Wenngleich in der Vergangenheit die Gerichte für berechtigt gehalten worden sind, auch bei auswärts wohnenden Beteiligten pünktlich zur festgesetzten Terminstunde die mündliche Verhandlung zu beginnen (vgl. BVerwG, NJW 1985 S. 340; BVerwG, NVwZ 1989 S. 857; siehe auch Rn. 5 zu § 62), dürfte es inzwischen namentlich der Erfahrung und Erwartung von Anwälten entsprechen, dass das Gericht 15 Minuten mit der Eröffnung der mündlichen Verhandlung warten wird, wenn ein Beteiligter nicht rechtzeitig erschienen ist und nicht schon im Vorfeld sein Ausbleiben angekündigt worden oder etwa wegen seines Wohnsitzes im Ausland als sicher anzunehmen war. Durch ein Abwarten vermeidet das Gericht, dass es bei nur gering verspätetem Erscheinen des Beteiligten erneut den Sachbericht vortragen muss und ggf. sogar eine bereits geschlossene mündliche Verhandlung wieder eröffnen muss. Kündigt ein Beteiligter an, dass er kommen wolle, aber nicht pünktlich erscheinen könne, muss das Gericht zumindest eine angemessene Zeit warten (vgl. BSG, Beschluss v. 31.3.2004, B 4 RA 126/03 B; BVerwG, NJW 1979 S. 1619; BVerwG, NVwZ 1989 S. 857; BVerwG, NJW 1992 S. 3185). Es ist ein Minimalgebot der Fairness, die mündliche Verhandlung gemäß § 112 Abs. 1 Satz 1 erst zu eröffnen, wenn ein Beteiligter, der seine Teilnahme angekündigt hat, erschienen ist oder nach Ablauf einer Wartefrist von 15 Minuten davon auszugehen ist (vgl. BGH, NJW 1976 S. 196; BGH, NJW 1999 S. 724), dass trotz der prozessualen Fürsorgepflicht des Gerichts wegen der legitimen Interessen der anderen Verfahrensbeteiligten und des Gerichts an einer zeitgerechten und zügigen Durchführung des Sitzungstages ein weiteres Warten nicht mehr vertretbar ist; ggf. kann es sogar geboten sein, zunächst andere Sachen aus der Terminsliste zu verhandeln (vgl.

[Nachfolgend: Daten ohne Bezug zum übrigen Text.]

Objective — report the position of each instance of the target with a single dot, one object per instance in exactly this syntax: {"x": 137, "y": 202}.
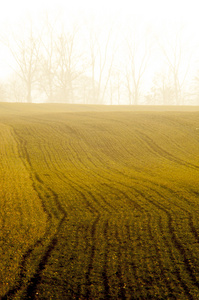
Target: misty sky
{"x": 156, "y": 14}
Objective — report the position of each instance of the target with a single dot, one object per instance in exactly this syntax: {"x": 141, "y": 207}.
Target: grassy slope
{"x": 98, "y": 205}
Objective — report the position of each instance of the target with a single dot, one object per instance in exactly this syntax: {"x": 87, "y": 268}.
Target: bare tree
{"x": 25, "y": 52}
{"x": 138, "y": 56}
{"x": 162, "y": 90}
{"x": 102, "y": 48}
{"x": 47, "y": 65}
{"x": 68, "y": 63}
{"x": 177, "y": 59}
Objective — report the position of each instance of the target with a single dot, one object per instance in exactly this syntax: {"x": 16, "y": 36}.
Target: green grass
{"x": 98, "y": 204}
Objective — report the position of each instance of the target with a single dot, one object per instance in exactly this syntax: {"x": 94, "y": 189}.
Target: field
{"x": 98, "y": 203}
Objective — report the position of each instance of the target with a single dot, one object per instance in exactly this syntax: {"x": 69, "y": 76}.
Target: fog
{"x": 107, "y": 52}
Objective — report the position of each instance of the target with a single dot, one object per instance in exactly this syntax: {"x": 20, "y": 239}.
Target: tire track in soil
{"x": 121, "y": 294}
{"x": 91, "y": 260}
{"x": 36, "y": 278}
{"x": 104, "y": 272}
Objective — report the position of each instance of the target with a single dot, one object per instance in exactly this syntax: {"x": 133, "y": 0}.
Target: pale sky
{"x": 155, "y": 12}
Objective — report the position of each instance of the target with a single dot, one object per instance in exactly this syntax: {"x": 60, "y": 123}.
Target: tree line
{"x": 106, "y": 64}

BSG, Beschluss v. 31.3.2004, B 4 RA 126/03 B). Die Wartezeit darf 30 Minuten nicht unterschreiten, wenn dem Gericht bekannt ist, dass der Beteiligte unter besonderen Schwierigkeiten versucht, den Termin wahrzunehmen, denn es muss gemäß Art. 103 Abs. 1 GG sichergestellt werden, dass jedermann "vor Gericht" rechtliches Gehör erhält, wenn er es erkennbar in Anspruch nehmen will (vgl. BSG, Beschluss v. 31.3.2004, B 4 RA 126/03 B).